Speaking with journalists at its National Secretariat, Abuja, during a media parley recently, the President, Nigerian Institute of Architects, Festus Adibe Njoku, noted that the achievement of the institute and Architects’ Registration Council of Nigeria, ARCON, since their inception, no doubt, speaks volumes, urging the two arms of the profession to break new grounds on some areas that are pertinent to the growth of architecture profession in Nigeria.
Meanwhile, NIA president has disclosed that his institute has commenced work on a Nigerian affordable housing project for the common man, using local materials in order to make the houses affordable for the low income earning group in the country.
Making the disclosure in Abuja recently, Njoku said: “We want to build a sample in Abuja. The walls might be made of mud and not blocks but when it is plastered and painted, nobody will know the difference. We want people to know that they can build a house with local materials without spending too much. The materials will stand the test of time. We will solve the problem of high cost of building for the poor man. It is the best approach to solving housing deficit in Nigeria.”
Njoku, who lamented erosion of standards among architects, tasked ARCON to check the trend and instill discipline in the profession not minding whose ox is gored.

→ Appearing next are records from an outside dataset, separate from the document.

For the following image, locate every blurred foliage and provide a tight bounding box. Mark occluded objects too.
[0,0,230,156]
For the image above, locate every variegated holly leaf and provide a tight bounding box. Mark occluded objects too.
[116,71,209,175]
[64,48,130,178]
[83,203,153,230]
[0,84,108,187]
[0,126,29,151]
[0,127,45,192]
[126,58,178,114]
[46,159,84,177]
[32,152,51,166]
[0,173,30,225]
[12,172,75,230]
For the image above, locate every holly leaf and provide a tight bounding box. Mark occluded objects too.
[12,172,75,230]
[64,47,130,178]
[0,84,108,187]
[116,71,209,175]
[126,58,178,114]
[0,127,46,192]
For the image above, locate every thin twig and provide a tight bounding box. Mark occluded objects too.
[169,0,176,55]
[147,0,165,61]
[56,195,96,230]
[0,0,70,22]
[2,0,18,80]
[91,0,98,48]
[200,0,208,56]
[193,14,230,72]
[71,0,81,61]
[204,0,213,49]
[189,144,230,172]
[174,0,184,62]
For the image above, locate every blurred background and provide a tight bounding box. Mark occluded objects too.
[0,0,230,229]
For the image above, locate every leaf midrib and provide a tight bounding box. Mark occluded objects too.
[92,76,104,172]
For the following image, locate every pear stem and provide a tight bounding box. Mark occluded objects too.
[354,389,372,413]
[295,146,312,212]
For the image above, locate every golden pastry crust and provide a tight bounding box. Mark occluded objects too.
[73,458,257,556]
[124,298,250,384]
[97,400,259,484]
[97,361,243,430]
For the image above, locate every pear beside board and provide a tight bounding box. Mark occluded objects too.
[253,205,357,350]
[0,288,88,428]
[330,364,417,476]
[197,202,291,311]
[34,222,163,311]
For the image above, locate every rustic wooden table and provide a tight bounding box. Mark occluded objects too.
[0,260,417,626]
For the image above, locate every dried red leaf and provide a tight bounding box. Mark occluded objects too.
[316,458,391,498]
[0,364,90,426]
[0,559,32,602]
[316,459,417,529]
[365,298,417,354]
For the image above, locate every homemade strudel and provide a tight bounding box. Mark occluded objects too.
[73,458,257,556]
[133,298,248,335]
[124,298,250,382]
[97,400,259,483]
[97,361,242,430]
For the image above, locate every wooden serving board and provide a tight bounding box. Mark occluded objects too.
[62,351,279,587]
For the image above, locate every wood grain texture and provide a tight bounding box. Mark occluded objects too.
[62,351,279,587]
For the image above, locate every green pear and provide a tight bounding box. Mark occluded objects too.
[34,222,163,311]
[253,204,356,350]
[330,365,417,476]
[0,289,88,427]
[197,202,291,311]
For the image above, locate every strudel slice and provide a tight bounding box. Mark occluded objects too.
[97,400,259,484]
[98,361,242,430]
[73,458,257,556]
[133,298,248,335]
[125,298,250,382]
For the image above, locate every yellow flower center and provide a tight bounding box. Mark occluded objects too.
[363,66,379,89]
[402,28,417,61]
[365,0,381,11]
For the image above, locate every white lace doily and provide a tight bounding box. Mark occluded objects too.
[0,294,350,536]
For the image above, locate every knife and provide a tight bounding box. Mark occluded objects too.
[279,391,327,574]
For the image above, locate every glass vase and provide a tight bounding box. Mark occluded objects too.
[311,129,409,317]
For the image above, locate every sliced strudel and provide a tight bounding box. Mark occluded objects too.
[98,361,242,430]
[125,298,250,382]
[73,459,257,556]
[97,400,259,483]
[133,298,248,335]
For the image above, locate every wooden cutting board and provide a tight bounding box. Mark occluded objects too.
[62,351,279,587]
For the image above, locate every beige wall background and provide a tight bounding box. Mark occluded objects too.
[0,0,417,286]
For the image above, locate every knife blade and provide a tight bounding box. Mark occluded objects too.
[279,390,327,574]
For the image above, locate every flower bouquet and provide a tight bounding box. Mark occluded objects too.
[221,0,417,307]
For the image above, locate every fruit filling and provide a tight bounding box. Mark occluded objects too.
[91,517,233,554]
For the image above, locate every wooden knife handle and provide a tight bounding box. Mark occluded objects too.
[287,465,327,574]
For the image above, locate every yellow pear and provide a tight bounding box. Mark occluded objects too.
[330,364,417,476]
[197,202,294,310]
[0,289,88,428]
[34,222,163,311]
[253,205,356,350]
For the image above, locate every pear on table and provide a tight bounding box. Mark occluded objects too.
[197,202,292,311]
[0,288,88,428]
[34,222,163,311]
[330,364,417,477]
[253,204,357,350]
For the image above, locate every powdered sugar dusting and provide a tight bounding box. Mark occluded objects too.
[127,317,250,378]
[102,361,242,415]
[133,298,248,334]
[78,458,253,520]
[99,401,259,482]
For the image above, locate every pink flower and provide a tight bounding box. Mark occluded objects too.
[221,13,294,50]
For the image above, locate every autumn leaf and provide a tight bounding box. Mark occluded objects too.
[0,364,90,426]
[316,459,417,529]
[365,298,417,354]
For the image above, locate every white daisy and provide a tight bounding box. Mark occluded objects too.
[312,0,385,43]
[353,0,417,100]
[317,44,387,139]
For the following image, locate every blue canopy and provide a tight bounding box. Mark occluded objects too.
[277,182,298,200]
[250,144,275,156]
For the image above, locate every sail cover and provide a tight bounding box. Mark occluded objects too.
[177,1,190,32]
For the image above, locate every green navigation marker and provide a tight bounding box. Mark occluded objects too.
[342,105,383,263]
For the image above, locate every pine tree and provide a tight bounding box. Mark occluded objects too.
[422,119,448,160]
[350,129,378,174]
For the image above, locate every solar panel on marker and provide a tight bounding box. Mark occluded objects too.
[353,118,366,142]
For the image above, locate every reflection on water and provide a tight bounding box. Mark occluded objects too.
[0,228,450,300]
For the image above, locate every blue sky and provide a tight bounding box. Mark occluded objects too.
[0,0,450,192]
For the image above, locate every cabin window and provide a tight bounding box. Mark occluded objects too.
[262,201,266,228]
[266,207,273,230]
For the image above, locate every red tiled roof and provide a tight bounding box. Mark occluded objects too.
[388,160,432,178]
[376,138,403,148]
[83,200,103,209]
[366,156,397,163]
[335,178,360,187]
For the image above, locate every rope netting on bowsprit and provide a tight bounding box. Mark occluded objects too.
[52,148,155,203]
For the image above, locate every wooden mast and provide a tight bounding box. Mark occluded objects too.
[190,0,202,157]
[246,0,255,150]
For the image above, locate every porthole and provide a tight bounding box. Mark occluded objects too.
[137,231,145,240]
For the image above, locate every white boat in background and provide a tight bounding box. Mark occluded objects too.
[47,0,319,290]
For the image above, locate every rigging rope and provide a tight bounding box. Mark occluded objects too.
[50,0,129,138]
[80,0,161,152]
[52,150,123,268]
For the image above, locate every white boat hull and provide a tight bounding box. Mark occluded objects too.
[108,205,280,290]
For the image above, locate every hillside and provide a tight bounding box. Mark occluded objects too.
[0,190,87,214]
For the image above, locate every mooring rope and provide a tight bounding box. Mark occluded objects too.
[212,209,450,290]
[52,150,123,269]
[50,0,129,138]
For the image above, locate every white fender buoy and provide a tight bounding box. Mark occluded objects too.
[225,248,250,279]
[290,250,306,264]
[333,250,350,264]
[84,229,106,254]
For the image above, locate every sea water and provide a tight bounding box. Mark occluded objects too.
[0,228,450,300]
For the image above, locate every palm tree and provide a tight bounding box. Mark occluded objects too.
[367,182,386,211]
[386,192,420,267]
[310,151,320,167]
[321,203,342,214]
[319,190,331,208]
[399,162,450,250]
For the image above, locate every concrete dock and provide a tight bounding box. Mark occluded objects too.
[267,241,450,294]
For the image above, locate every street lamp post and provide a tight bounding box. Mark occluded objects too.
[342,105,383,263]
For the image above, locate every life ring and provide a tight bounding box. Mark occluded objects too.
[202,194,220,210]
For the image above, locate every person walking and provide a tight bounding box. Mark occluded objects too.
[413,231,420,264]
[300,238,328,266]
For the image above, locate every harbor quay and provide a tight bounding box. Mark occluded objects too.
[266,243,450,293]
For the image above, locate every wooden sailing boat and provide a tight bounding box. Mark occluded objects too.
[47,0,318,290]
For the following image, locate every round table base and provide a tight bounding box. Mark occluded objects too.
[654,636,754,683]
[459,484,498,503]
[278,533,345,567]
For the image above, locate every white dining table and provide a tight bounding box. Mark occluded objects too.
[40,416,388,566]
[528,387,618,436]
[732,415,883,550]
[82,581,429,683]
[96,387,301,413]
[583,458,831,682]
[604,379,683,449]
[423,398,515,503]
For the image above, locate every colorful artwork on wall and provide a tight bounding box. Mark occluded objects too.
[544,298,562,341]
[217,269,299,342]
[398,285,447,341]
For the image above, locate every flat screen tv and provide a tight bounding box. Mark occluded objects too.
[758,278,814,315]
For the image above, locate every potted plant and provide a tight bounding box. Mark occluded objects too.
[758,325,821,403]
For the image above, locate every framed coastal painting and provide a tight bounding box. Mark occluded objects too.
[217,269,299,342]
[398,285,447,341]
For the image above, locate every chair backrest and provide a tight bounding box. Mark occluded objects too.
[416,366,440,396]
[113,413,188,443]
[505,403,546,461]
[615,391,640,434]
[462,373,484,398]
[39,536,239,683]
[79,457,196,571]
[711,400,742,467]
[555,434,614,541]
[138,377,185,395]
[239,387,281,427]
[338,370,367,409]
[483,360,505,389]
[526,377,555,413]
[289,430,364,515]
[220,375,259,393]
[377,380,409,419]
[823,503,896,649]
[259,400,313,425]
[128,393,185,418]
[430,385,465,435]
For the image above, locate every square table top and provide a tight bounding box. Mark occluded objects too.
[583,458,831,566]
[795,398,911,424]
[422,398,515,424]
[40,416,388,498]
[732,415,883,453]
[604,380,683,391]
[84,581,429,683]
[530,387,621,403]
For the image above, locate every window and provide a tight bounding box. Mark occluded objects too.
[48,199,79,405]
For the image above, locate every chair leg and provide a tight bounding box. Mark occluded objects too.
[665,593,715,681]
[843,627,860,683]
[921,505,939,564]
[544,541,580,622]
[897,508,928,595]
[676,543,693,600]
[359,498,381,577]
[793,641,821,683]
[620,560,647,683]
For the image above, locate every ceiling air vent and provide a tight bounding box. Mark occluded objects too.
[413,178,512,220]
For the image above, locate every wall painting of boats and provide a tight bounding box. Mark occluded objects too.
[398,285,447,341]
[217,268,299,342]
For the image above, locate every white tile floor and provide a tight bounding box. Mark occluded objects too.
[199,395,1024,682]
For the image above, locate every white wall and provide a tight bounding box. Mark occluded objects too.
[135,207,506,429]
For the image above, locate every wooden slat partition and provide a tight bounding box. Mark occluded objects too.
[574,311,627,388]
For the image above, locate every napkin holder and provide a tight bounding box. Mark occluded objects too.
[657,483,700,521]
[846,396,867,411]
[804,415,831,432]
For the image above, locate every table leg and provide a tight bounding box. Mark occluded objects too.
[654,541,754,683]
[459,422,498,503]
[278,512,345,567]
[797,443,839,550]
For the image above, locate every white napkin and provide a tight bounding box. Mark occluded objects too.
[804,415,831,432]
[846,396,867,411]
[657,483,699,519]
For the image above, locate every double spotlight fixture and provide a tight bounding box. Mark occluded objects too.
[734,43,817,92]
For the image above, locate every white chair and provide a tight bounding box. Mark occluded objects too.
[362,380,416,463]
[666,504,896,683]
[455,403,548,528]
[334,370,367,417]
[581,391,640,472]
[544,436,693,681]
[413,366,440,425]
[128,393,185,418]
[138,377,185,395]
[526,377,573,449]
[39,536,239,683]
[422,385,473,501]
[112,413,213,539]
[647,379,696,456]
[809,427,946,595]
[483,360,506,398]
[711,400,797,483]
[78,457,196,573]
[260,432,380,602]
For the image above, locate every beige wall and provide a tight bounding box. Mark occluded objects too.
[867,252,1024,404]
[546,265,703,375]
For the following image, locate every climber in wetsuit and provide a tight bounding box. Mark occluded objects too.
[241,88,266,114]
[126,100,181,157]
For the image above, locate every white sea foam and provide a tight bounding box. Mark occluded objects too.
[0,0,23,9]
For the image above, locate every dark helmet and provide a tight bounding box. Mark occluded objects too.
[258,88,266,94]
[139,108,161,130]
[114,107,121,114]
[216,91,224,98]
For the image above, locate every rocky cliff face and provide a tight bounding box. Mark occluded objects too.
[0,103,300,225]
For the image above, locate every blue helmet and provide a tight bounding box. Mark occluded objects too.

He said: “The Institute will channel its energy towards the issue of discipline in the practice. This is one hydra-headed monster that has been gradually eating deep into the fabric of this profession.”
According to Njoku, the need to infuse discipline, professional ethics and transparency in the process therefore calls for concerted efforts by NIA and ARCON, if practitioners are not only to remain afloat in the profession, but to ensure professional standards in the practice.
Commenting on the necessity for collaboration with the Federal Government, state governments, their agencies and institutions such as the political class as well as local and international relevant consultancy associations for the much-needed synergy that would facilitate the desired built environment on sustainable basis, NIA boss said there is need for continuous parley and interaction with mass media more than ever before to showcase interventionist programmes and achievements to the public. On job creation, he said: “Job creation is one area that NIA more than any other body in the built environment profession, has greater responsibility. A lot of young architects graduate from institutions of higher learning every year, and most of them end up joining others already in the job market. I therefore enjoin professional architects to use all machineries at their disposal to create job opportunities for our teeming young professionals.”
The president said there is need for continuous education of its members and public enlightenment on their responsibilities to the policymakers, sister associations and the general public.